Il doppio, nella Woolf, è evidentissimo nel suo continuo oscillare tra vita e morte. Forse, un po’ credo di aver invidiato la sua vita piena di circoli culturali, di scrittori, artisti che hanno cercato un po’ di movimentare gli ultimi strascichi della società e della cultura vittoriana, che la rendevano sicuramente felice, ispirata, e stabile mentalmente. La morte… La morte della madre, che ha costituito un trauma grave per la scrittrice sin dalla più tenera età, i tentativi di suicidio. Che cosa l’attirava alla morte, al porre fine alla sua esistenza? Il peso di non avere più una vita stabile, piena di paura e timori, di sopravvivenza tra una crisi e l’altra? Può essere. La morte, che comunque spesso appare nelle sue opere – Gita Al Faro” e “La Signora Dalloway” – come se fosse un modo per esorcizzarla, o renderla meno spaventosa. La morte che ha funestato le due guerre mondiali, ed è proprio all’iniziare della seconda, che la Woolf decide di togliersi la vita, gettandosi nel fiume Ouse.

Un altro aspetto bipolare interessante e toccante, è sicuramente la bisessualità dell’autrice britannica. La sua vita affettiva è stata costellata di amori saffici, come quello per Vita Sackville-West, splendidamente descritto in un romanzo come Orlando, considerato fortemente autobiografico; e dall’altro lato, abbiamo il suo amore, non calpestato e offeso, ma sempre rispettato – e a tal proposito, si leggano le raccolte di diari della Woolf, per avere uno spaccato vivissimo e diretto della vita dell’autrice  – verso Leonard Woolf. Il gruppo che avevano fondato, il Bloomsbury Group, era un gruppo di intellettuali che presentava un approccio libero verso la sessualità, pertanto, il matrimonio di Virginia e Leonard ha retto fino alla fine, malgrado i flirt di Virginia con altre donne. Anche le testimonianze nei diari dell’autrice lo confermano. Trovo profondamente commovente questo estratto, soprattutto pensando al momento – il 1937, pochissimi anni prima della morte – in cui è stato scritto:  “Love-making—after 25 years can’t bear to be separate … you see it is enormous pleasure being wanted: a wife. And our marriage so complete“. La sua spiccata sensibilità ed emotività l’ha portata a rendersi cosciente di quella parte di sé, più forte, intensa e mascolina, che desiderava una donna, non uomo. Tuttavia, questo non le ha impedito un legame duraturo e saldo con un uomo come Leonard, che più di una volta l’ha difesa e protetta dalle sue fragilità e dai suoi gesti autodistruttivi, creando anche l’impresa editoriale della Hogarth Press per tenere lontana la moglie da gesti estremi.

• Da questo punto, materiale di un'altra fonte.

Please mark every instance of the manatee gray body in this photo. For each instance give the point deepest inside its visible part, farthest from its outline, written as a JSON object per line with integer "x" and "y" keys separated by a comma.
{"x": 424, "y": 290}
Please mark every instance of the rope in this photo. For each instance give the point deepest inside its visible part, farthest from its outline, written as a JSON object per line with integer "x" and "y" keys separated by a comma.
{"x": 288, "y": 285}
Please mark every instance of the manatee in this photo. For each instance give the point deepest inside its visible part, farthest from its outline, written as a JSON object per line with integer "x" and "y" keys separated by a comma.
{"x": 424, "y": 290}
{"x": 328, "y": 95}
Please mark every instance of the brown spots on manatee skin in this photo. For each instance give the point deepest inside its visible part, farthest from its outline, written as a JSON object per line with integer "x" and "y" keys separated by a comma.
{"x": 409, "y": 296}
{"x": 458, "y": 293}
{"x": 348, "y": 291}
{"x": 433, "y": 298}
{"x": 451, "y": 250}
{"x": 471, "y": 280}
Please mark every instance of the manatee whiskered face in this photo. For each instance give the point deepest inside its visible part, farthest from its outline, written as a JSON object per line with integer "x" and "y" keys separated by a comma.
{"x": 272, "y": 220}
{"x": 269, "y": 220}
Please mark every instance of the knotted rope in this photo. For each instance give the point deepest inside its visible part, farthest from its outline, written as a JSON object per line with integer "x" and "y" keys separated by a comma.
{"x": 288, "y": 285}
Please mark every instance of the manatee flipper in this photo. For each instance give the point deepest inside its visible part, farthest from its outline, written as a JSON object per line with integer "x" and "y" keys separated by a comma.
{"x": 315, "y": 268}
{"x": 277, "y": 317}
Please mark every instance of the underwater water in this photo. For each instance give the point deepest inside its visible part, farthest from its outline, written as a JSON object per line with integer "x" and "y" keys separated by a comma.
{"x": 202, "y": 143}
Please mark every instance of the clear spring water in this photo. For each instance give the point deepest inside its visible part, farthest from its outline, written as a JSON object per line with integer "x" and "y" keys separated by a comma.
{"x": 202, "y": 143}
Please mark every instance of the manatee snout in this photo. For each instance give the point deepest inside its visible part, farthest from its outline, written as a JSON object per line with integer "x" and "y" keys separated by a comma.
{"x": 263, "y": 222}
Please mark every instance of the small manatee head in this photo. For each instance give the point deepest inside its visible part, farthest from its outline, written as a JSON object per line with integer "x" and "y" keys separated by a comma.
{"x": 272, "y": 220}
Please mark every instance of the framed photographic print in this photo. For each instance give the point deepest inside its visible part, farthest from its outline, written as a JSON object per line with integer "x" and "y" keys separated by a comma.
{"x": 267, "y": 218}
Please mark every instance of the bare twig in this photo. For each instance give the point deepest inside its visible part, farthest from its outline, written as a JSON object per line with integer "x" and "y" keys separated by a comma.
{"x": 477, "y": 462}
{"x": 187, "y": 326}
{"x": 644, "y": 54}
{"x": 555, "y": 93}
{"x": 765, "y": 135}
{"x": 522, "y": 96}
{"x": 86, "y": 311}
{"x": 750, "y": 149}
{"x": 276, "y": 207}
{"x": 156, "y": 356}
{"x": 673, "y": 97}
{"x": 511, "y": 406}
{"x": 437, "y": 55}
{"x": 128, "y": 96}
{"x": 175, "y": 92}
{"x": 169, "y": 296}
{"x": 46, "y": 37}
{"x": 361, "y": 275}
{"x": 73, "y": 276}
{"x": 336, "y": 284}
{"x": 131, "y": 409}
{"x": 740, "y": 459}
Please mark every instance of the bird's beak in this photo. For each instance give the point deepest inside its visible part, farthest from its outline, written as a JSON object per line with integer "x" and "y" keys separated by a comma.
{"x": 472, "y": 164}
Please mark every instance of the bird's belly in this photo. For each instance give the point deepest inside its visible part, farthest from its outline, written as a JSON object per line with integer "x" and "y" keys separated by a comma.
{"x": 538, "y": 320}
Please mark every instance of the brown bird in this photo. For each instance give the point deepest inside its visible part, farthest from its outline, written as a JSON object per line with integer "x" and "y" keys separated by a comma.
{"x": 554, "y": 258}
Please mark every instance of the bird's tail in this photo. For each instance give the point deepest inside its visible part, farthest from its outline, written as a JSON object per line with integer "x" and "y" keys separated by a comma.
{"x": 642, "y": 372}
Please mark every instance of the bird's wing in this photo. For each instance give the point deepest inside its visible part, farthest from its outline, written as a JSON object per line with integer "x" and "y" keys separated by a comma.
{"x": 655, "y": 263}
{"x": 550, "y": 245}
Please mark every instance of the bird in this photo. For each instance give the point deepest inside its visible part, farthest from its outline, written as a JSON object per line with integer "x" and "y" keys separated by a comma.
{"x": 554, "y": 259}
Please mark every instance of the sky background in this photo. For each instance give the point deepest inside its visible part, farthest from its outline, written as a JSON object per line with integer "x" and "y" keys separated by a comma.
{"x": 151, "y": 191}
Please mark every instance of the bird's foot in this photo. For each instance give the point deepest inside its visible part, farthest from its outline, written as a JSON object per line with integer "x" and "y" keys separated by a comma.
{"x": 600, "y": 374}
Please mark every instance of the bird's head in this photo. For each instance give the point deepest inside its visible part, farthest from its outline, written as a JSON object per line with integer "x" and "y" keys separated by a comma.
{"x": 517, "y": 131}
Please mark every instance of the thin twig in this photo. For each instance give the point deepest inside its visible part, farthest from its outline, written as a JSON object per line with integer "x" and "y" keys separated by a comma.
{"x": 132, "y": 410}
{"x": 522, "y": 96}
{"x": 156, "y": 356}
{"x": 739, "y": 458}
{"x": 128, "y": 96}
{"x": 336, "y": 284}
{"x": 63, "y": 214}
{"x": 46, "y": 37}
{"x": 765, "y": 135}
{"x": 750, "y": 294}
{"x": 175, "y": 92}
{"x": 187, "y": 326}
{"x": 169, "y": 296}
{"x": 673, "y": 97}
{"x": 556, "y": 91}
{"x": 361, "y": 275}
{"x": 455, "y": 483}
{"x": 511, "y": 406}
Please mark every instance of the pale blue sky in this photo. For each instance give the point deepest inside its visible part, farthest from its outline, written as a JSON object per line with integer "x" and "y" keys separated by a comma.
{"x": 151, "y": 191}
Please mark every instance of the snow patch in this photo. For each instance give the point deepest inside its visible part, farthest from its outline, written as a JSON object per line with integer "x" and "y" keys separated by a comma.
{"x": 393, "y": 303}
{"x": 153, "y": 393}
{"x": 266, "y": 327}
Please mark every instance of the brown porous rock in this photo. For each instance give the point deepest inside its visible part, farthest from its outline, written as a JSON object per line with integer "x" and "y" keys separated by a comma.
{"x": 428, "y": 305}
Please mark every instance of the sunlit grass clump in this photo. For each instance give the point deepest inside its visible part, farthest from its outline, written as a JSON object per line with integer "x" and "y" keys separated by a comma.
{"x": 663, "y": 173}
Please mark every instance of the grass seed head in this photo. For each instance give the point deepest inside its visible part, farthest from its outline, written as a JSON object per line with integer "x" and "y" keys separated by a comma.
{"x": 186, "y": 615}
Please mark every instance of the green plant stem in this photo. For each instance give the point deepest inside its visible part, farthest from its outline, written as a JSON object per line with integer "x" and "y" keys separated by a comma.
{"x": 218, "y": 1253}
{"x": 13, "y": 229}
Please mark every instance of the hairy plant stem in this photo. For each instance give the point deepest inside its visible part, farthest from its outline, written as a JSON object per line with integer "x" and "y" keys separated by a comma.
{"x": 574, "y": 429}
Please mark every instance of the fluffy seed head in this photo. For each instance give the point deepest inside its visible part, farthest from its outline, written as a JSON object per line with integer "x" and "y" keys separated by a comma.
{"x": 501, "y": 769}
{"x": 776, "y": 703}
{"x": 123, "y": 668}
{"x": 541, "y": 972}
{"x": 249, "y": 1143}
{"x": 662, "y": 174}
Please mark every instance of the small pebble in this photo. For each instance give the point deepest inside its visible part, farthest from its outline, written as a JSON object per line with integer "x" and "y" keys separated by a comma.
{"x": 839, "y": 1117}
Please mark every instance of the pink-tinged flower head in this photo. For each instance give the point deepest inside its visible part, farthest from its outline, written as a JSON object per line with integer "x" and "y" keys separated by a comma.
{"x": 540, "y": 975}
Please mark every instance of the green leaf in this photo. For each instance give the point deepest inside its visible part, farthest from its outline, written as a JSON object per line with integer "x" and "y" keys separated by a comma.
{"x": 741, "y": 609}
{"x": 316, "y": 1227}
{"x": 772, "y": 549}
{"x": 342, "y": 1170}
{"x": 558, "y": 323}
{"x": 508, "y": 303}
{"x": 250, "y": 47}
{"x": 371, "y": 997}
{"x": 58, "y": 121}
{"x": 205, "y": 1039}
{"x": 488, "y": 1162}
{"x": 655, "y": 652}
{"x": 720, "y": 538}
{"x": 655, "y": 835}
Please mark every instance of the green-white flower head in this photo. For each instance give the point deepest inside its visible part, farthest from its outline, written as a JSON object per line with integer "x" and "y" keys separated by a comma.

In conclusione, ci possono solo essere solo pochi consigli che vi posso dare, per quanto riguarda la filmografia: “The Hours” (al di là dello splendido romanzo di Michael Cunningham) è una visione obbligata, se ci si vuole avvicinare all’artista. Un’ottima “autobiografia” sono i già citati diari, che coprono un arco temporale decisamente ampio ed esaustivo – ed è interessantissimo vedere lo stile della Woolf cambiare negli anni. Per il resto, vi consiglio le sue opere – che lo ammetto, non sono facilissime per il flusso di coscienza – perché sono ricchissime di allusioni e visioni, ma anche di fortissimi riferimenti ai suoi stati d’animo, alle sue parti discordanti che laceravano il suo fragile animo. Parti di sé che cercava di acquietare mettendoli per iscritto.